Transformer layer 的输入是序列特征的 Embedding 和位置 Embedding 的加和。
隐语中的拆分 BST 模型#
隐语考虑两方拆分学习场景,两方各持有一些特征,包括序列特征和其他特,一方持有 label 。双方特征经过 base 模型处理后,将 base 模型的输出输入到 fuse 模型进行学习,根据对序列特征的处理不同分为拆分 BST 模型和拆分 BSTPlus 模型。
拆分 BST 模型#
其中序列特征通过 Transformer Layer 处理,其他特征通过普通的 Embedding 处理,序列特征和其他特征是可选的,模型结构如图所示。

拆分 BSTPlus 模型#
上述 BST 模型虽然能够有效捕捉序列信息,但对于同一用户不同商品的预估来说,序列信息都是相同的,并不能区分同一用户行为序列与不同商品的关联性,因此 BSTPlus 模型在 BST 基础上叠加 DIN 中的 attention 思想,对 target item 和 Transformer layer 的输出进行 attention pooling,通过计算 target item 对序列中 item 的注意力来挖掘用户行为序列与 target item 之间的关联信息,结构如下图。由于 target item 存在于 label 方,暂不支持无 label 方有序列特征。

隐语封装#
我们在隐语中提供了对于各种应用的封装。 关于 BST 的封装在 secretflow/ml/nn/applications/sl_bst_torch.py,提供了 BSTBase BSTPlusBase 和 BSTFuse 几个类。 下面我们通过一个例子来看一下如何使用隐语封装的 BST 来进行训练。
环境设置#
[1]:
import secretflow as sf
# Check the version of your SecretFlow
print('The version of SecretFlow: {}'.format(sf.__version__))
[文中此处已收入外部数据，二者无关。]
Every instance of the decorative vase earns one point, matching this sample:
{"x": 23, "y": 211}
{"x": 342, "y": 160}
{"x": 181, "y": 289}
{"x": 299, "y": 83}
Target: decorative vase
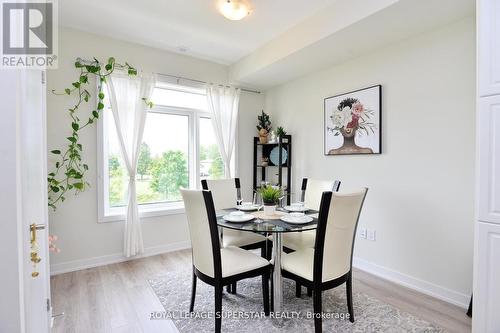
{"x": 263, "y": 135}
{"x": 269, "y": 209}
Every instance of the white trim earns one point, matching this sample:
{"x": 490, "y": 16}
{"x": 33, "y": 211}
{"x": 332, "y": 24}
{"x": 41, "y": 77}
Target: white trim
{"x": 428, "y": 288}
{"x": 76, "y": 265}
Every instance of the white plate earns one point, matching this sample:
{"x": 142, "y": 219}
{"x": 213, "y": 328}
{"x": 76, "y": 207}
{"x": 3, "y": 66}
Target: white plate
{"x": 238, "y": 218}
{"x": 296, "y": 219}
{"x": 296, "y": 208}
{"x": 248, "y": 208}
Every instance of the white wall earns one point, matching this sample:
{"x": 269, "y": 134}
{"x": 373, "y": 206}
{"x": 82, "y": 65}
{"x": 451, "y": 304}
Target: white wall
{"x": 83, "y": 241}
{"x": 421, "y": 194}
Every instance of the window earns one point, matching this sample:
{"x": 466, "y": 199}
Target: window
{"x": 179, "y": 149}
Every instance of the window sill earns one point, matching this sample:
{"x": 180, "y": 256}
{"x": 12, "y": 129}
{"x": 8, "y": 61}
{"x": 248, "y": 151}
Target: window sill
{"x": 144, "y": 212}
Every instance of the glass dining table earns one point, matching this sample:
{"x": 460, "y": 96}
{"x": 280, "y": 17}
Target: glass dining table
{"x": 269, "y": 225}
# In case you have a running secretflow runtime already.
sf.shutdown()
sf.init(['alice', 'bob'], address="local", log_to_driver=False)
alice, bob = sf.PYU('alice'), sf.PYU('bob')
The version of SecretFlow: 1.1.0.dev20230926
2023-09-26 19:48:53,161 INFO worker.py:1538 -- Started a local Ray instance.
数据集介绍#
这里将使用最经典的 MovieLens 数据集进行演示。 MovieLens 是一个开放式的推荐系统数据集,包含了电影评分和电影元数据信息。
下载并处理数据#
[2]:
import os
from pathlib import Path
import shutil
data_dir = './test_bst_data'
dataset_download_dir = data_dir + '/data_download'
gen_data_path = data_dir + '/data_sl_bst'
fea_emb_input_size = {}
def generate_data():
import numpy as np
import pandas as pd
from secretflow.utils.simulation.datasets import _DATASETS, get_dataset, unzip
global dataset_download_dir
# download dataset
if not Path(dataset_download_dir).is_dir():
filepath = get_dataset(_DATASETS['ml-1m'])
unzip(filepath, dataset_download_dir)
dataset_dir = dataset_download_dir + '/ml-1m'
# read data
users = pd.read_csv(
dataset_dir + "/users.dat",
sep="::",
names=["user_id", "gender", "age_group", "occupation", "zip_code"],
engine='python',
)
movies = pd.read_csv(
dataset_dir + "/movies.dat",
sep="::",
names=["movie_id", "title", "genres"],
engine='python',
encoding="ISO-8859-1",
)
ratings = pd.read_csv(
dataset_dir + "/ratings.dat",
sep="::",
names=["user_id", "movie_id", "rating", "unix_timestamp"],
engine='python',
)
users["user_id"] = users["user_id"].apply(lambda x: f"{x}")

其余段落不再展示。